How you store vegetables has a major impact on their taste and texture. That’s why we need to know the cheat sheet in keeping the vegetables fresh. Here are some basic tips on storing vegetables and fruits:

  • Some fruits and veggies produce ethylene gas as they ripen. The gas can prematurely ripen foods that are sensitive to it, so it’s best to keep ethylene-producing foods away from ethylene-sensitive foods. Avocados, bananas, cantaloupes, kiwis, mangoes, nectarines, pears, plums, and tomatoes are ethylene-producing products and should be stored in a different place than apples, broccoli, carrots, leafy greens, and watermelon.
  • Tomatoes and potatoes should be stored in a cool and dry place but not in the refrigerator.
  • Salad greens and fresh herbs are best stored in bags filled with a little air and sealed tightly. If you want to refresh them, you can place them in a large bowl of ice water and shake the greens around a bit.

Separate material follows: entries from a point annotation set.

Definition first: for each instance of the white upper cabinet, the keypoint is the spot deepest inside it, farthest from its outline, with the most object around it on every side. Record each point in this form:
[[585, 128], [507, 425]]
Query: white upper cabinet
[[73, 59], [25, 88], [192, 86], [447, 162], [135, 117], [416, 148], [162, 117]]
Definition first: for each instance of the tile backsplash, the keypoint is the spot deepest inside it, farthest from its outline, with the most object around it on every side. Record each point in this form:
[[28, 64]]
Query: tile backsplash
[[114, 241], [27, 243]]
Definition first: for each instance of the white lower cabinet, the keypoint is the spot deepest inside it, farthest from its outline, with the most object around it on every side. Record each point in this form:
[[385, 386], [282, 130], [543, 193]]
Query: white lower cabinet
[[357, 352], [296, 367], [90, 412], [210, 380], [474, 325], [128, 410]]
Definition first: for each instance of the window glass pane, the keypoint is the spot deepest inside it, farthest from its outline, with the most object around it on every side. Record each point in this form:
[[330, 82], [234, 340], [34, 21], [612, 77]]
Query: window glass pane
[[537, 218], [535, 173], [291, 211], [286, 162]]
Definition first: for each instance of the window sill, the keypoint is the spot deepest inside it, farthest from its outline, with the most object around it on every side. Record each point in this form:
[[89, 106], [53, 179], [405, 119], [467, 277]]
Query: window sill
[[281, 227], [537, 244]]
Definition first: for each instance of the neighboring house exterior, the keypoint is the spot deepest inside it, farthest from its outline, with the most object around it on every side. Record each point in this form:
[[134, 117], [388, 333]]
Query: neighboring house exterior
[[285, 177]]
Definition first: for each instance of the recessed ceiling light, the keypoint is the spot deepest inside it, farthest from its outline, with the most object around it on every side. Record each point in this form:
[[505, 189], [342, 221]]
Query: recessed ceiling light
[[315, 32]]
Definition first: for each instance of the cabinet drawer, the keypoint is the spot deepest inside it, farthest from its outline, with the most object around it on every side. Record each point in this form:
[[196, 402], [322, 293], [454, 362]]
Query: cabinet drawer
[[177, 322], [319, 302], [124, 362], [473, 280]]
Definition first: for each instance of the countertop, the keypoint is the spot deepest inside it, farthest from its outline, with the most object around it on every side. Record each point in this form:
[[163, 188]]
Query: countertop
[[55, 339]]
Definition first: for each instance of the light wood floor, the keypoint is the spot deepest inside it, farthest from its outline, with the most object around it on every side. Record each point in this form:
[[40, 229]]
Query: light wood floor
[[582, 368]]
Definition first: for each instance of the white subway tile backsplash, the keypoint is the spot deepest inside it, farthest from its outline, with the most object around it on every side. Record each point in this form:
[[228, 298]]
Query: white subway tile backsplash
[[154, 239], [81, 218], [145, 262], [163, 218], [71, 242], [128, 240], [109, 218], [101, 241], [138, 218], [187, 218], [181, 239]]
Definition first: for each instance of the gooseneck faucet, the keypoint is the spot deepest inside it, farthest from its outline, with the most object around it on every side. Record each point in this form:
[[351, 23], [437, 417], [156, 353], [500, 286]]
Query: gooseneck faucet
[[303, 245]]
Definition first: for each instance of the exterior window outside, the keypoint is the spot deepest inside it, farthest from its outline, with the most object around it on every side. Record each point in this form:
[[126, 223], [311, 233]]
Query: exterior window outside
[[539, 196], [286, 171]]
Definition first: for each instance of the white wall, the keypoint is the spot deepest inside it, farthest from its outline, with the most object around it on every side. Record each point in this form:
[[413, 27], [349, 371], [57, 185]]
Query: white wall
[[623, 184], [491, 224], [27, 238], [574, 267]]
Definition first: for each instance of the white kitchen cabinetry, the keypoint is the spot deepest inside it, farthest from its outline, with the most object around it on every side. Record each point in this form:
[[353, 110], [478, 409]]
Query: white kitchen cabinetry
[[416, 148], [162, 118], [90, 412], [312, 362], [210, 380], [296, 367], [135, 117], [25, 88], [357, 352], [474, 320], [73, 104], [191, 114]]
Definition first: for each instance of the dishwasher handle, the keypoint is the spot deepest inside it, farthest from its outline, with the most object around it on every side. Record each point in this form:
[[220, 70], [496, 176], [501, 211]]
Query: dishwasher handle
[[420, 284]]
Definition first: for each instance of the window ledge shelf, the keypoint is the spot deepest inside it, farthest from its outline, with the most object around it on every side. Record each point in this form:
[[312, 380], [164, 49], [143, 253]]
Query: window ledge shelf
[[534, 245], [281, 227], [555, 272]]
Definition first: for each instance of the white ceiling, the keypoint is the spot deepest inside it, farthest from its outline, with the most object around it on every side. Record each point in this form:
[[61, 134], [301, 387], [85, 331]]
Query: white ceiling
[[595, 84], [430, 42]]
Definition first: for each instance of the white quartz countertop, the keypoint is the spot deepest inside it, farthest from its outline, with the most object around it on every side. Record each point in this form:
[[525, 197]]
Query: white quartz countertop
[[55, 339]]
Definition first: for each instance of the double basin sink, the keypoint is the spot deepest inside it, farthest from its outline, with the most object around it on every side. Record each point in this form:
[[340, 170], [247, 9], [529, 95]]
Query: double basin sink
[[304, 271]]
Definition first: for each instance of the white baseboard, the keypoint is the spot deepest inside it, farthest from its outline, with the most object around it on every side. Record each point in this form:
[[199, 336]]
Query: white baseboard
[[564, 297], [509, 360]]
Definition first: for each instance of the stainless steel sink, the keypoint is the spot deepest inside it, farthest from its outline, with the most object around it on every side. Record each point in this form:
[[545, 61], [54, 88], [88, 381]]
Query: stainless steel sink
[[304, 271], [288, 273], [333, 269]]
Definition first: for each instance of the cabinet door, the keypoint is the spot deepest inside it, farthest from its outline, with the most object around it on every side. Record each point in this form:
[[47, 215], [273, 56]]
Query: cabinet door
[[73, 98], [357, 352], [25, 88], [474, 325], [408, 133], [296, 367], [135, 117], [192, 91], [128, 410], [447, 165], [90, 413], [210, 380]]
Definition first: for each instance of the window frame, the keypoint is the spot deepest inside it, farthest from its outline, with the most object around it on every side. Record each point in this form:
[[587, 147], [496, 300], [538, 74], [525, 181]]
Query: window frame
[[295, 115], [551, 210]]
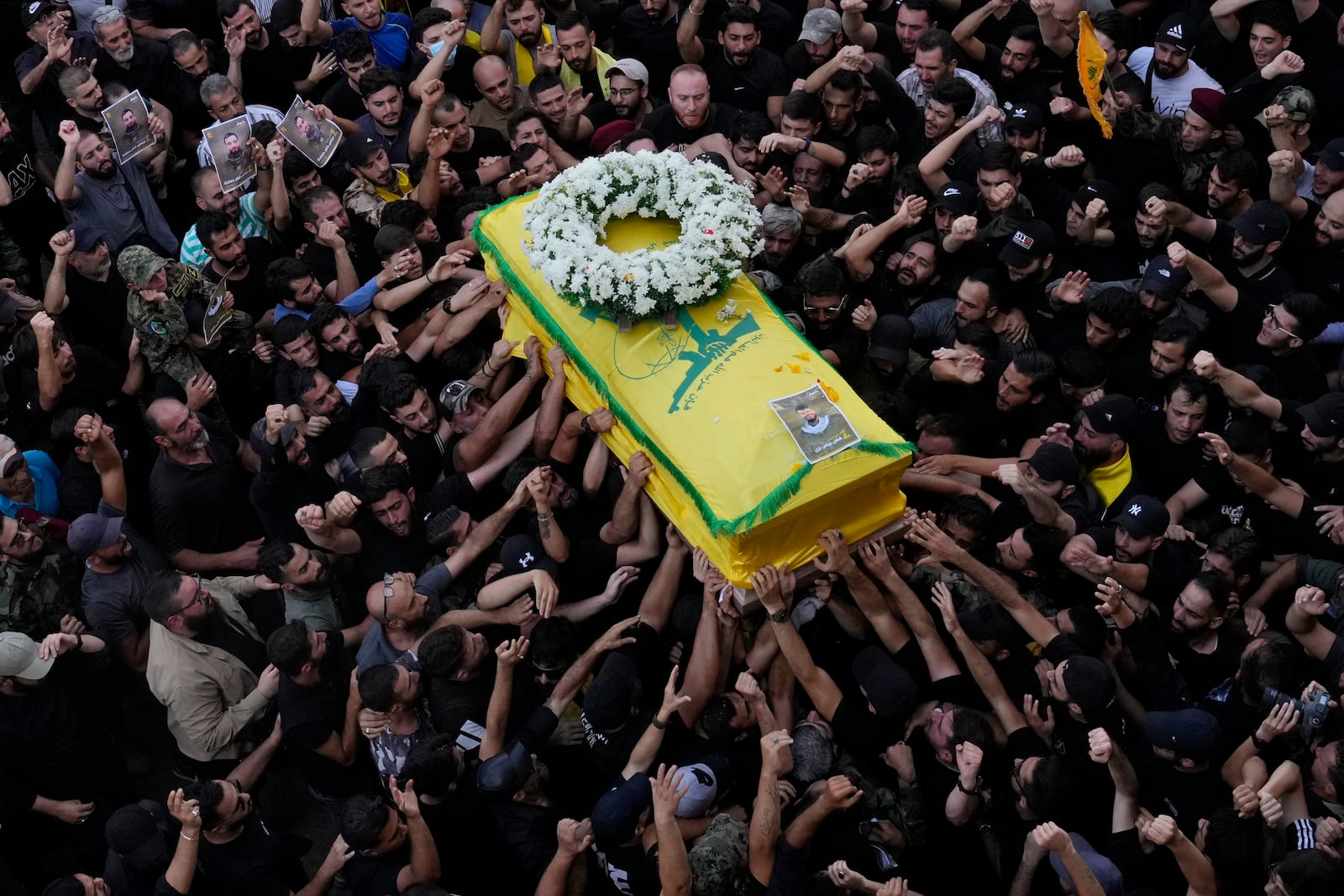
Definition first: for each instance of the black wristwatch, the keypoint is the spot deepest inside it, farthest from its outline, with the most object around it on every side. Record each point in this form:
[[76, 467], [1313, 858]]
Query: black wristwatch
[[974, 790]]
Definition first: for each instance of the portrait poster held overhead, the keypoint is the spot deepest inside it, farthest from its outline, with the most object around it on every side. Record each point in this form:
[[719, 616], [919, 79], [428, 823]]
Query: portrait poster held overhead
[[228, 143], [817, 426], [316, 137], [128, 123]]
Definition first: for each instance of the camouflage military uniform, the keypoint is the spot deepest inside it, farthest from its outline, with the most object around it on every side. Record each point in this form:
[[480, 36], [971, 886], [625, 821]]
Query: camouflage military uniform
[[1194, 165], [34, 597], [163, 324]]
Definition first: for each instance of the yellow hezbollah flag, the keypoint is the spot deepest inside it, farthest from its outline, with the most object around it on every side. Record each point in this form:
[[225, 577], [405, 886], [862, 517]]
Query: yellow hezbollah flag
[[714, 405], [1092, 67]]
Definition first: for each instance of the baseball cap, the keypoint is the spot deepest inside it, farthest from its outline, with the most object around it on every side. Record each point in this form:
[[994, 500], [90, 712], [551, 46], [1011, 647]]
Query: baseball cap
[[19, 658], [1089, 683], [632, 69], [93, 532], [523, 553], [1113, 416], [609, 134], [1102, 190], [87, 237], [1105, 871], [956, 196], [259, 434], [1164, 278], [1187, 732], [889, 688], [714, 159], [1025, 117], [1176, 29], [1054, 463], [139, 264], [606, 703], [8, 307], [617, 812], [890, 338], [1210, 105], [10, 457], [456, 396], [719, 857], [134, 836], [1263, 222], [991, 622], [358, 149], [820, 26], [1326, 416], [1144, 516], [34, 11], [703, 782], [1297, 101], [1030, 242], [504, 773], [1332, 155]]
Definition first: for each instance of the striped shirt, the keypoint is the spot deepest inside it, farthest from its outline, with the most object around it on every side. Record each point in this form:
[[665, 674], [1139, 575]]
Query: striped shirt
[[249, 224]]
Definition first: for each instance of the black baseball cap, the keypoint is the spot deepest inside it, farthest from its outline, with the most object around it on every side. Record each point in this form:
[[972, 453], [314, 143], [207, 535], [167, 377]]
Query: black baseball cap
[[1164, 280], [358, 149], [1263, 222], [1326, 416], [956, 196], [1025, 117], [1144, 516], [1054, 463], [1030, 242], [1113, 416]]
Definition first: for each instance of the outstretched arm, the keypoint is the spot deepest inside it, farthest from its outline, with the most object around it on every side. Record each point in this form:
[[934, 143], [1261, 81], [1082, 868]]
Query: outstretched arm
[[817, 683]]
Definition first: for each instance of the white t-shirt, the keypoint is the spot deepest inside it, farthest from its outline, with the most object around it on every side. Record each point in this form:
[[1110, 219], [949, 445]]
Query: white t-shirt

  • If you like to wash, dry, and cut fruits and veggies all at once, store them in covered glass containers lined in paper towels. The paper towels will keep the moisture out.
  • Carrots, lettuce, and broccoli usually start to spoil as soon as they’re picked, so place these in separate plastic bags in the crisper in your fridge.
  • Leafy greens should be wrapped unwashed in a paper towel, so the towel can absorb any excess moisture. But still, leafy greens are best to be consumed within 1-2 days of purchase to ensure the freshness and nutrients you need.
  • Store your eggplant at room temperature. You can store it in refrigerator for 1 to 3 days if they are used soon after removal from the refrigerator.
  • Place celery in a small cup of water and store in the refrigerator to keep it fresh longer.
  • Store mushrooms in a brown paper bag in the fridge or a cool and dry place. Never use plastic or glass, as it will make the mushroom slimy.
  • Bell peppers, green beans, broccoli, Brussels sprouts, cabbage, celery, cucumbers, onions, and eggplants can be frozen. Blanch them in hot water before sticking them in below freezing temperatures.
  • Don’t overstock the fridge. Overstocked fridge leads to poor air circulation, and does not give optimal temperature for storing the vegetables and fruits.
  • It’s always best to eat any kind of vegetables or fruits as quickly as possible after you’ve purchased them, as the flavors and nutrients start to degrade the moment they are picked.

Since it’s quite tricky to store the vegetables, don’t impulsively buy many vegetables at once. Fresh vegetables are still the best to be consumed—they still have their best taste and of course the nutrients. Even if you really have to buy many vegetables at once, make sure you know how to stock it well.